Journaliste : un métier, mille questions 3/3

Publié le 24 septembre 2010 par Davidme

La fin du dossier. Un reportage chez Ringier à Zurich où une newsroom regroupant plusieurs rédactions a été crée.

Profession : journaliste intégré

En Suisse, le groupe Ringier a regroupé les quatre rédactions de sa marque Blick, dans une seule et même « newsroom ». Une nouvelle façon de pratiquer le métier.

Au centre de la pièce, un écran géant donne en direct les « ratings » de consultations des articles publiés en ligne et tout un tas d’autres informations. Bienvenue devant le « live monitor image », point névralgique de la « newsroom » créée par le groupe suisse Ringier pour ses titres publiés sous la marque Blick. Ici, sont fabriqués par une seule et même équipe Blick, le quotidien payant du matin, Sonstag Blick, l’hebdo du dimanche, Blick am Abend, le gratuit qui sort le soir, et aussi Blick.Ch, le site internet.
Quelques 200 journalistes produisant chaque année 21 183 pages de journal travaillent désormais tous dans un immense bureau pour une même marque. Finie la distinction entre les supports. Désormais, le « décision point » de la newsroom de Ringier située en plein centre de la rédaction et qui compte l’ensemble des rédacteurs en chef arbitre si un sujet doit paraître sur le net, dans le gratuit ou dans le quotidien payant. Au sein de la rédaction, il règne à la fois une agitation fébrile digne d’une ruche et un calme olympien. Comme si l’ensemble des journalistes avait intégré le nouveau fonctionnement de Blick.

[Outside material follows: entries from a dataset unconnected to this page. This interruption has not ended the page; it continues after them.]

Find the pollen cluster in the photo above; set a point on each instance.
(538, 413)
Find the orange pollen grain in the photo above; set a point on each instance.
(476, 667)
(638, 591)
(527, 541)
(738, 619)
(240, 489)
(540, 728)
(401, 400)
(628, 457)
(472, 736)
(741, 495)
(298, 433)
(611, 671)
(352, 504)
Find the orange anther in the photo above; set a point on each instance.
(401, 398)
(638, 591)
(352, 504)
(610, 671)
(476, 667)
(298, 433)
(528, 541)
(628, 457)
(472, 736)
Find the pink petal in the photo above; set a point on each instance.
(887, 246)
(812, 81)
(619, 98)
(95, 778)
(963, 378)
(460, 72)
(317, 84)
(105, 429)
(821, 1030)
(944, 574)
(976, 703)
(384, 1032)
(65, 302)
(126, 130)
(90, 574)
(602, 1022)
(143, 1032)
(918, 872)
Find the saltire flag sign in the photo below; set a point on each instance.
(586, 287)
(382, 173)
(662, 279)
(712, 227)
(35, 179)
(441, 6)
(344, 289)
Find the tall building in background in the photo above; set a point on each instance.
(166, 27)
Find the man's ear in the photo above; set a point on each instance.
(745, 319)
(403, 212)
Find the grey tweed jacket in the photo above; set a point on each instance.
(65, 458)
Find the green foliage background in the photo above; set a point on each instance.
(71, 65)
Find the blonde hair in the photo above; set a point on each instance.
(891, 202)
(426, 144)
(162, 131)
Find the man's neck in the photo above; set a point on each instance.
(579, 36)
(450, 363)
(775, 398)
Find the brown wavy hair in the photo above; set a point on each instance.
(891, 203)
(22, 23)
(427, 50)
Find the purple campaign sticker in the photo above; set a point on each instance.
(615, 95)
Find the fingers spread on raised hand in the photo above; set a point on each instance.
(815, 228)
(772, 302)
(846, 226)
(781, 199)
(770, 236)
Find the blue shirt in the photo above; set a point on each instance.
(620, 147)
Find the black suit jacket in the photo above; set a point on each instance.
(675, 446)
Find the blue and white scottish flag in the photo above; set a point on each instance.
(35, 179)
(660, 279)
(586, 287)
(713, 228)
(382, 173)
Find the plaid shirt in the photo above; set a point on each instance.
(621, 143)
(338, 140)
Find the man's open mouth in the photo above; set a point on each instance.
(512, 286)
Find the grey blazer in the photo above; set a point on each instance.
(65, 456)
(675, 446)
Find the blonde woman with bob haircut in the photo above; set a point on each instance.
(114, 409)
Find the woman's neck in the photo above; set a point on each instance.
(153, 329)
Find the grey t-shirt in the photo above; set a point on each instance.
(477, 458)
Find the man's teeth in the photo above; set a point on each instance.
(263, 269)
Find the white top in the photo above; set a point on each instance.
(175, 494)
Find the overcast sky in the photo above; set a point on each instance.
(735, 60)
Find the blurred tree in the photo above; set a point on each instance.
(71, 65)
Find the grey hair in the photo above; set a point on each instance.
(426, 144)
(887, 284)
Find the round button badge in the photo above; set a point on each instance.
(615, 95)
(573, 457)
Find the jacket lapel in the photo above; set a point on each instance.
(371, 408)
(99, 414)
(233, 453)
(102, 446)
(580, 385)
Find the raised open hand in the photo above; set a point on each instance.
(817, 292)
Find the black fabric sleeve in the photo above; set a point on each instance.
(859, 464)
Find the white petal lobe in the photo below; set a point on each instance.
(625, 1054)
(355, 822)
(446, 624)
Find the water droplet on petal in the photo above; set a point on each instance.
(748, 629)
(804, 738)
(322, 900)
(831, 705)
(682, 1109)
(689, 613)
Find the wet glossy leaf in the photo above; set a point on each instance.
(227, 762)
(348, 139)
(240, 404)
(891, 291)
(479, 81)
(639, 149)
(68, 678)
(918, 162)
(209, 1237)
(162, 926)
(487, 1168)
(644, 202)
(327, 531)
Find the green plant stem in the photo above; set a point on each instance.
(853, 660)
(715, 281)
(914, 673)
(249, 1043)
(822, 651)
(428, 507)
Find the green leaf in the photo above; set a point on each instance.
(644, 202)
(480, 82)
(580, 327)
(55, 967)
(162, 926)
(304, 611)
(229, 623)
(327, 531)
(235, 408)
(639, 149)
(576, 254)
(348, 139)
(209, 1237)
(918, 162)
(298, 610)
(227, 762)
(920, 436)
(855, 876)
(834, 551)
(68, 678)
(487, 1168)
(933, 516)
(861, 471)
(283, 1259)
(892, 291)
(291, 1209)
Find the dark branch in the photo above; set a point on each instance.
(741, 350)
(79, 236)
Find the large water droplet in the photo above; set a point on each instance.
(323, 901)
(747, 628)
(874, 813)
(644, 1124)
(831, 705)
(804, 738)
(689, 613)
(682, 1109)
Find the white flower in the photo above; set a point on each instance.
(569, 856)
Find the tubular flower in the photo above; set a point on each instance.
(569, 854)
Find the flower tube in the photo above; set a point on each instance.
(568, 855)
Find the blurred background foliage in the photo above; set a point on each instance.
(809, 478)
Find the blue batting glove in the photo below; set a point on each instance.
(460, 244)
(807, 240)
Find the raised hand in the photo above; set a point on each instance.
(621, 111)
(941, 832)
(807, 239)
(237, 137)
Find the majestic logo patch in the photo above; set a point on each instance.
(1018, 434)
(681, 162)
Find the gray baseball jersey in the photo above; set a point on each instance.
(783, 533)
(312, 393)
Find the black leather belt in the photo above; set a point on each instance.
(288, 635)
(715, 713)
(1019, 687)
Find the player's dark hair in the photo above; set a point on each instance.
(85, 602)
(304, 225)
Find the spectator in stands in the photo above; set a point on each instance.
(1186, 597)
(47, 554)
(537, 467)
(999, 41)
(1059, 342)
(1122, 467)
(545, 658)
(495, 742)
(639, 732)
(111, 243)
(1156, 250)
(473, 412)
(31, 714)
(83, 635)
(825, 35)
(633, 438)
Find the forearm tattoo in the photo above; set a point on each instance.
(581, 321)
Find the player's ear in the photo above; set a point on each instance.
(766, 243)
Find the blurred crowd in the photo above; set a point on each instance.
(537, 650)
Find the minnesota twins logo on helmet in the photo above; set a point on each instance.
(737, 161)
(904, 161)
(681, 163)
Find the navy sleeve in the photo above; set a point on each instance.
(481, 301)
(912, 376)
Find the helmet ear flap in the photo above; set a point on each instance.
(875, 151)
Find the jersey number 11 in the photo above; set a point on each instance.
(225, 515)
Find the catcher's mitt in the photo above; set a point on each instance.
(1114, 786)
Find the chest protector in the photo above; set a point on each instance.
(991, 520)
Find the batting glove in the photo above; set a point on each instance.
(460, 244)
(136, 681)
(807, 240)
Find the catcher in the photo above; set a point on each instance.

Cette organisation est pionnière en Europe puisqu’avec le Daily Telegraph à Londres, Blick est le seul quotidien européen à s’être lancé dans l’expérience en mars 2010. Quelques mois après, le bilan est jugé satisfaisant. « Nous avions trois raisons de sauter le pas, détaille Edi Eastermann, le porte-parole de Ringier pour toute l’Europe de l’Ouest. D’abord, nous devions faire des économies, étant donnée la situation difficile de la presse. Ensuite, il fallait donner une réponse nouvelle au défi numérique en changeant notre façon d’envisager les médias Cela voulant dire repenser, enfin, notre organisation du travail ». Selon lui, sur ces trois points, « les premiers résultats sont satisfaisants : nous sommes fiers de ce qui a été accompli ». Qui ne le serait pas ? Avoir une marque de presse multi-supports avec une seule rédaction fait partie du rêve de nombreux patrons de presse. Mais peu ont pour le moment osé « coordonner la marque sur le canal le plus approprié 24h/24 » pour reprendre les mots de Marc Walder, directeur de Ringier Suisse.

Avec 11,5M€ investis, le groupe média espère rentabiliser l’ensemble en 2014. Toutefois, cette mise en place, préparée depuis 2007, ne s’est pas faite sans heurts. En effet, l’éditeur zurichois a annoncé en février dernier le licenciement de 25 personnes. Les autres -ceux qui ont pris le train de la newsroom- semblent globalement épanouis. « Mon job est devenu plus intéressant, assure Priska Wallimann, directrice de la photo pour les quatre titres. Il faut être plus imaginatif pour les infographies ou le choix des photos et faire des arbitrages. Cela met du piment dans notre travail ». Les journalistes de terrain, eux, conviennent qu’il n’est désormais plus possible de se « retrouver dans une concurrence stérile entre le titre payant et le titre gratuit », et assurent que « le travail en lui même n’a pas réellement changé ». Ainsi, pour eux « la vérification, le recoupement, le travail d’enquête sont toujours les mêmes, seulement, le support au lieu d’être unique, est devenu multiple ».
En clair, le support est choisi en fonction de la teneur d’une histoire. Avec quelques règles simples. Si l’info ne peut pas tenir une journée, elle est mise en ligne. Mais si elle a un caractère exclusif, les titres payants sont prioritaires sur les autres, etc. Une charte de vingt commandements a même été élaborée. Une façon comme une autre de répondre aux différentes interrogations posées par l’avènement d’internet comme source d’information des lecteurs. Avec toutefois un bémol pour le travail des journalistes. Il s’est complexifié et les horaires sont devenus plus élastiques. Pas de quoi s’offusquer tant que la qualité éditoriale est mise en avant, que les salaires suivent et que la technique et l’immédiateté ne prennent pas le pas sur l’enquête et le décryptage.